Ferrari napędzane bateryjnie dałoby Sergio Marchionne szansę na uchwycenie części sprzedaży i zainteresowania jakim może cieszyć się Elon Musk, którego samochody Tesla Roadster i Model S zdefiniowały rynek luksusowych samochodów elektrycznych na lata przed rywalami. Jak dotąd, 65-letni Sergio Marchionne nie zainwestował w elektryfikację lub samochody autonomiczne tak dużo, jak niektórzy tradycyjni producenci samochodów, faworyzując partnerstwa z takimi firmami, jak Waymo Google'a.
Plan strategiczny prezesa Marchionne będzie jego ostatnim planem na czele kultowej włoskiej marki. Ferrari dąży do rocznej sprzedaży przekraczającej ustanowiony limit 10 000 samochodów, który do tej pory pozwalał mu działać w oparciu o mniej rygorystyczne zasady dotyczące zużycia paliwa.
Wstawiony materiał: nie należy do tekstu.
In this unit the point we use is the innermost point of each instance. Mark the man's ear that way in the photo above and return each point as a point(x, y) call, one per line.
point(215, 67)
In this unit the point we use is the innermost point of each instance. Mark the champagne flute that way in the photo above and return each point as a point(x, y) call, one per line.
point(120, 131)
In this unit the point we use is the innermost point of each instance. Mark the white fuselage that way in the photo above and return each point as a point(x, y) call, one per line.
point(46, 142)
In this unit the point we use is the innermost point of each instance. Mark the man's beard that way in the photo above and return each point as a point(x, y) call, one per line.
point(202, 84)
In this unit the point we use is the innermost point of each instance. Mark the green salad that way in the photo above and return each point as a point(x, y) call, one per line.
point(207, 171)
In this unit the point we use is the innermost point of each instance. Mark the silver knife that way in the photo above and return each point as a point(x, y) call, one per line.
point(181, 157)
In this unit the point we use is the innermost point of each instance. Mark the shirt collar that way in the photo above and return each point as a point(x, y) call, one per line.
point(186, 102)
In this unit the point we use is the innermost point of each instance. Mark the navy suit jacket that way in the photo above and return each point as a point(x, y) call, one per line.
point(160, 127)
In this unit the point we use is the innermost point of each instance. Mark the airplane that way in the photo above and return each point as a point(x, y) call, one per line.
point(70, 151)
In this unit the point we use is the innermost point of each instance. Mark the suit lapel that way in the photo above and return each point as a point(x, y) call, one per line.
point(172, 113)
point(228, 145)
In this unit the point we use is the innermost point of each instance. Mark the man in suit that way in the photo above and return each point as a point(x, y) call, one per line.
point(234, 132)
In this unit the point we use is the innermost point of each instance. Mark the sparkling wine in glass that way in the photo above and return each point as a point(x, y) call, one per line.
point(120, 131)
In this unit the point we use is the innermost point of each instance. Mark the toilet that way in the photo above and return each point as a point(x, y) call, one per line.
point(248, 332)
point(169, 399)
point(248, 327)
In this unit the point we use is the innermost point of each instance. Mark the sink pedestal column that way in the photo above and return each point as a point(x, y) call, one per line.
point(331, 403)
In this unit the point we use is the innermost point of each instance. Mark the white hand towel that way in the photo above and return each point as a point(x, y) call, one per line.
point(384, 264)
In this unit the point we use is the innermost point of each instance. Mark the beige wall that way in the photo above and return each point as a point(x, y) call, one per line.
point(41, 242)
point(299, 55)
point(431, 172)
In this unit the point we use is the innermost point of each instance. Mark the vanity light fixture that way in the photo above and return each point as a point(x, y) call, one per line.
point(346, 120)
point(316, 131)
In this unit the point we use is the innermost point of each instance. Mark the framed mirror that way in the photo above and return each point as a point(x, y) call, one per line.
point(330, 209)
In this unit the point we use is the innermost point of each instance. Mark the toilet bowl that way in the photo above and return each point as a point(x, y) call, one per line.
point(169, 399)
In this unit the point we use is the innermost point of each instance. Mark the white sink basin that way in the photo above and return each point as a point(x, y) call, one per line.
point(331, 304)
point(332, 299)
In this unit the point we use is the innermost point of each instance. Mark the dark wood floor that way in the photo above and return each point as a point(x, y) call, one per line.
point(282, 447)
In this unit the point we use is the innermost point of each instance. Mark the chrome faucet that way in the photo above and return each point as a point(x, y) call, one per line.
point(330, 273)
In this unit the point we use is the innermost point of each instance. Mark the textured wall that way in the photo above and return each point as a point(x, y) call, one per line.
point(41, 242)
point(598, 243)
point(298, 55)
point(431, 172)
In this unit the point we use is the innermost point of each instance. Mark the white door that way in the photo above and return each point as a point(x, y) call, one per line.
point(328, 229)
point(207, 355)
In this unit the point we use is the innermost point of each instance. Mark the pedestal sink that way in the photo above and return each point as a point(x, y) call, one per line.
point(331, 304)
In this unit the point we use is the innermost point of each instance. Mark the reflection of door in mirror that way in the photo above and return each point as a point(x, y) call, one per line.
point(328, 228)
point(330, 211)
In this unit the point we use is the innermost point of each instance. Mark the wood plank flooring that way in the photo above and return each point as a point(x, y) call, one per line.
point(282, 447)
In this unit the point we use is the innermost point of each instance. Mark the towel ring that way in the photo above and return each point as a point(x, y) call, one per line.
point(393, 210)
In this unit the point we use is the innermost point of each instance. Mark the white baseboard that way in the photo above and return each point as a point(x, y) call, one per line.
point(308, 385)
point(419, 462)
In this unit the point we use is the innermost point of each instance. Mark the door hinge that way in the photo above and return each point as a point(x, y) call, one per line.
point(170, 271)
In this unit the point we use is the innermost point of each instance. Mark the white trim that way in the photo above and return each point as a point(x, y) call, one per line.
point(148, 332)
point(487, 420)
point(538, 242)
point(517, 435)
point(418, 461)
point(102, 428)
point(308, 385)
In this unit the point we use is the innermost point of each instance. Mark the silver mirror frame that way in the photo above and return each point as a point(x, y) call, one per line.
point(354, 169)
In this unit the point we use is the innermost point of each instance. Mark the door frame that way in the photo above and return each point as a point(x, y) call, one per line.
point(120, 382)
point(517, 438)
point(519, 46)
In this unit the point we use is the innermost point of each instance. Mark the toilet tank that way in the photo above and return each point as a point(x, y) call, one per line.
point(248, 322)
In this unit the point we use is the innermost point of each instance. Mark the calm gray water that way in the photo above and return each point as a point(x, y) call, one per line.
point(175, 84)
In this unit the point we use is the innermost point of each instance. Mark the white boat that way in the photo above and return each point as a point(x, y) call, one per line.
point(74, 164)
Celem jest podwojenie zysku operacyjnego do około 2 miliardów euro do 2022 roku.
Po latach sceptycyzmu co do szybkości wprowadzania alternatywnych silników i nowych technologii, Sergio Marchionne powiedział w wywiadzie przed pokazem w Detroit, że nadszedł czas na zmianę w branży. Szef Ferrari uważa, że do 2025 r. mniej niż połowa sprzedanych samochodów będzie napędzana wyłącznie spalinowo, ponieważ gaz i olej napędowy ustępują miejsca układom hybrydowym, elektrycznym i ogniwom paliwowym.